Saturday, September 6, 2014

Lewis Black at Portsmouth Music Hall



You know you matter when Lewis Black books a stop in your town. Portsmouth has come of age. Not only did he do a show here, at the gilded and gorgeous Music Hall, but the place was packed, despite the heat, which strained the air conditioning but not the tempers of the crowd.

Black alluded to his age, and his fear that as he gets older, he gets less funny, because, maybe he's mellowed a little.

But, if anything, his mellowing has added bite to his shtick because it has added a dollop of sadness to the notion of the absurdity of life which so irritates him.

He noted, among other observations, the transience of modern life and the 24/7 news cycle. Those 50,000 refugee kids in detention centers along our Southern border--so yesterday's news.  He looks at the audience, incredulously, and asks, "So, what? They don't matter any more? Oh, them. They're just there." 

His warm up act, a friend whose humor reflects his own, mentioned Scott Brown and his pick up truck.  Driving a pick up truck qualifies him to be a Senator?  Oh, so you are now one of the guys? 

Black has done a lot of shows in Arizona and Texas, but that doesn't mean he likes anybody down there. It warmed the heart of the Phantom to see him identify those two abscesses in the soul of this nation. He did neglect to mention, South Carolina, but that can wait.

He's just got back from Europe, and the experience obviously was not wasted.  Speaking of Norway, Sweden and Denmark, three socialist countries, he observed, "Obama is no socialist. I am one of the seven socialists extant in this country and he has never shown up for one of our barbecues."

And as for "Obamacare," he's outraged at the perversion of language. It's a terrible law, poorly written and poorly conceived and poorly executed, "But," and here he does his slapped in the face moves, "We had to do something." It is, he says, the Affordable Care Act, and why would any of us want our healthcare to be affordable? Why would we want to give up going into bankruptcy with the first big time illness we get?  

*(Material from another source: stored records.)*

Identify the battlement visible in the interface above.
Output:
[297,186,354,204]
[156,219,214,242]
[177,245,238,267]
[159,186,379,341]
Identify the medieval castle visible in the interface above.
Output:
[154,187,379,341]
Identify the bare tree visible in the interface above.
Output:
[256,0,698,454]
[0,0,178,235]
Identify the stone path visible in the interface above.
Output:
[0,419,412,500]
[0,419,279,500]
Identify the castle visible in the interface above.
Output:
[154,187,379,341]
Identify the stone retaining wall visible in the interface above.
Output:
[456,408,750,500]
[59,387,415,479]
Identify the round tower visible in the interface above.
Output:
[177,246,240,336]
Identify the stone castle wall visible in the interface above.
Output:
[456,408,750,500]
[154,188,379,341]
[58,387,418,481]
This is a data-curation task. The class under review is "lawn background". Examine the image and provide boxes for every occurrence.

Disarmingly, he dwelt on things he actually loves, as opposed to his usual rant. Tahiti really is paradise, he revealed. And it's just two hours beyond Hawaii. He urged everyone in Portsmouth to move there immediately.  Never been, myself, but I might consider a visit.  Black recounts ordering a Coke and being served a Ginger Ale, and thinking, "Hey, okay. I'll have a Ginger Ale," with a beautific smile. So what?  This place is paradise. What's the big deal?

In Copenhagen, he was entranced by the photographs of beautiful female breasts on the external advertising panels of buses. What he did not have to say is you would never see photos of bare female breasts in the USA, but the point he was making is, female breasts, large or small tend to be beautiful, why would you want to undergo surgery to enlarge them?  That's what these billboards were--ads for augmentation surgery.  

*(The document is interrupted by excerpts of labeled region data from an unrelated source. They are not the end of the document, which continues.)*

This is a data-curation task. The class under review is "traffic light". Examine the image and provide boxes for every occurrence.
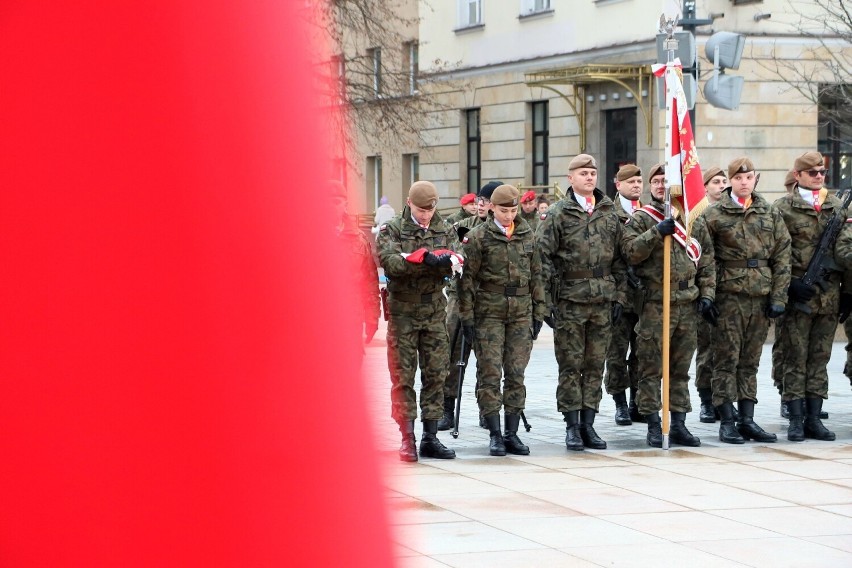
[704,32,745,110]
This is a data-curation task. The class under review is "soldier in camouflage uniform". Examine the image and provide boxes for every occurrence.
[459,185,547,456]
[378,181,456,461]
[773,152,852,442]
[604,164,642,426]
[438,181,503,431]
[695,166,728,424]
[696,158,790,444]
[536,154,627,450]
[622,164,718,448]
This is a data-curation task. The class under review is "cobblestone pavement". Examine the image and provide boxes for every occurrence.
[364,325,852,568]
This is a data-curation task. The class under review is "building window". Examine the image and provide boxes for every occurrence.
[532,101,550,185]
[457,0,482,28]
[367,47,382,97]
[367,156,382,209]
[465,108,482,192]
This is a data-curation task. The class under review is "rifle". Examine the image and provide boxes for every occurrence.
[793,189,852,314]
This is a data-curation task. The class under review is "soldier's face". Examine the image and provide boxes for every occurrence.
[704,174,728,203]
[731,172,754,197]
[615,176,642,201]
[491,205,518,227]
[568,168,598,197]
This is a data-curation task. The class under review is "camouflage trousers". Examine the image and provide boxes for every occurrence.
[604,311,639,395]
[636,302,700,415]
[387,302,450,423]
[695,318,716,389]
[775,308,837,401]
[553,301,612,412]
[712,293,769,406]
[473,316,533,416]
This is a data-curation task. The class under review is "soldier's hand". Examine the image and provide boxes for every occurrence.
[611,302,624,325]
[790,278,816,302]
[766,302,784,319]
[698,298,719,327]
[657,217,674,236]
[532,320,544,341]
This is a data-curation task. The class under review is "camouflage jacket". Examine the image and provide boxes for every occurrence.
[693,190,790,306]
[621,201,716,303]
[458,213,549,322]
[377,206,454,308]
[536,188,627,305]
[772,190,852,314]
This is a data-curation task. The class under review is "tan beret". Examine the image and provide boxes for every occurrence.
[408,181,438,209]
[491,185,521,207]
[615,164,642,181]
[728,156,754,179]
[793,152,825,172]
[648,164,666,183]
[568,154,598,172]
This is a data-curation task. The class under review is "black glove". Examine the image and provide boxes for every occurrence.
[766,302,784,319]
[790,278,816,302]
[533,320,544,341]
[611,302,624,325]
[698,298,719,327]
[657,217,674,236]
[423,252,453,268]
[462,323,476,347]
[837,293,852,323]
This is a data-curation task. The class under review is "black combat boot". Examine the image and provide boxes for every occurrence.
[420,420,456,460]
[628,388,645,422]
[580,408,606,450]
[669,412,701,448]
[645,412,663,448]
[716,402,745,444]
[399,420,417,462]
[787,398,805,442]
[737,400,778,442]
[485,414,506,456]
[438,398,456,432]
[612,391,633,426]
[804,397,835,442]
[562,410,583,452]
[503,414,530,456]
[698,389,716,424]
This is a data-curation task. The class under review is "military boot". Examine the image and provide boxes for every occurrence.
[612,391,633,426]
[698,389,716,424]
[485,414,506,456]
[580,408,606,450]
[420,420,456,460]
[562,410,583,452]
[716,402,745,444]
[645,412,663,448]
[669,412,701,448]
[399,420,417,462]
[503,414,530,456]
[804,397,835,442]
[737,400,778,442]
[438,398,456,432]
[787,398,805,442]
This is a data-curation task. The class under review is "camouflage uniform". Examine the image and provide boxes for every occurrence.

And that was one of his strongest riffs--time and again he returned to what we have done to women in this country, to diminish their value, to laden them with burdens, to prevent their ascendance. 

Of course, he was not without his barbs for the establishment. Where were our vaunted intelligence services when ISIS was forming?  We learned, recently, the American government had been spying on Germany.  "A little late, don't you think?"

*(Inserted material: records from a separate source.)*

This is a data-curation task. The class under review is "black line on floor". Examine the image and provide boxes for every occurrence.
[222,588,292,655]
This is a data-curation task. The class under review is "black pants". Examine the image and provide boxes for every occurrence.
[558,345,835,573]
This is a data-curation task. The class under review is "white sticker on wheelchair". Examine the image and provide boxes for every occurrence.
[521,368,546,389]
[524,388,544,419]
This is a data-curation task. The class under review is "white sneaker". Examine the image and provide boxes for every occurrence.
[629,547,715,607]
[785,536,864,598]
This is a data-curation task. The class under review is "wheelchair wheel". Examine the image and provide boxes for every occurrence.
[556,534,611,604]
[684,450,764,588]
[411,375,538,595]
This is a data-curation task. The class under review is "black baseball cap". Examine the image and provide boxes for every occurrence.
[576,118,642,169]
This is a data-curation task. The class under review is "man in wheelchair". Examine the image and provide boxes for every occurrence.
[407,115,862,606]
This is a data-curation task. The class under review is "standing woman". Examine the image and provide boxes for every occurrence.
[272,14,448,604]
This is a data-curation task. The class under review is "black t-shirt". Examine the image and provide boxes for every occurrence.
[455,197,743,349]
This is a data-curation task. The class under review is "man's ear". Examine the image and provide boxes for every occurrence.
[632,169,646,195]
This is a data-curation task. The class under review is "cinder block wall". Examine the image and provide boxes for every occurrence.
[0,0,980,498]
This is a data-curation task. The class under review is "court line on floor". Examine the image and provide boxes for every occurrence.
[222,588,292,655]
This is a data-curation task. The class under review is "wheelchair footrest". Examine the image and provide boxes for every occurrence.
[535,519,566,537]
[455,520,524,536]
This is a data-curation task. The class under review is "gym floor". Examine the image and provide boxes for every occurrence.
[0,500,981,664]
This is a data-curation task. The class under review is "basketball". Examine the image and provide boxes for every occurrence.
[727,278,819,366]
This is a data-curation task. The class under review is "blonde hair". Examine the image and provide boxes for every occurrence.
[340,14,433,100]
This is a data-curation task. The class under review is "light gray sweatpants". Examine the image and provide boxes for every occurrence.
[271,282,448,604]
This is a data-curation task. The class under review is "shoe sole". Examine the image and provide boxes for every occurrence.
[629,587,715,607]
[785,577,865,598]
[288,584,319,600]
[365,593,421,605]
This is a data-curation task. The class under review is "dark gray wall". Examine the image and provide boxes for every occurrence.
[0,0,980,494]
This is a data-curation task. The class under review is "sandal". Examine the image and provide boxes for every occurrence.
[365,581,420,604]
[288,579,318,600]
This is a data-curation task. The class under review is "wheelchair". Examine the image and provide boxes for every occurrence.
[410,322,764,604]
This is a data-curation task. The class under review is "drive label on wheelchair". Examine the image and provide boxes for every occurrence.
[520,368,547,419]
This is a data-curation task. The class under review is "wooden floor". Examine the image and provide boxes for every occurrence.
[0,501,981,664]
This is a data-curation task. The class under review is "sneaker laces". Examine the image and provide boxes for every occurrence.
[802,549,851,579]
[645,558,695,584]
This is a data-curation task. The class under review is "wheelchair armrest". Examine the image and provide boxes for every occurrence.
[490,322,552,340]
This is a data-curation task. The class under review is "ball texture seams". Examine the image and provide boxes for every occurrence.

A great night on the Seacoast. Another reason to believe we are very lucky to be living here, at this time, as Portsmouth is in resurgence.  Gone are the bar brawls, the red light district, the disheartening level of street crime--gentrification can be good. 

We walked out of the Music Hall and looked in the direction of the new steel framework for the new Whole Foods going up across from the Sheraton. This is a place which could be great, if only we can keep it going.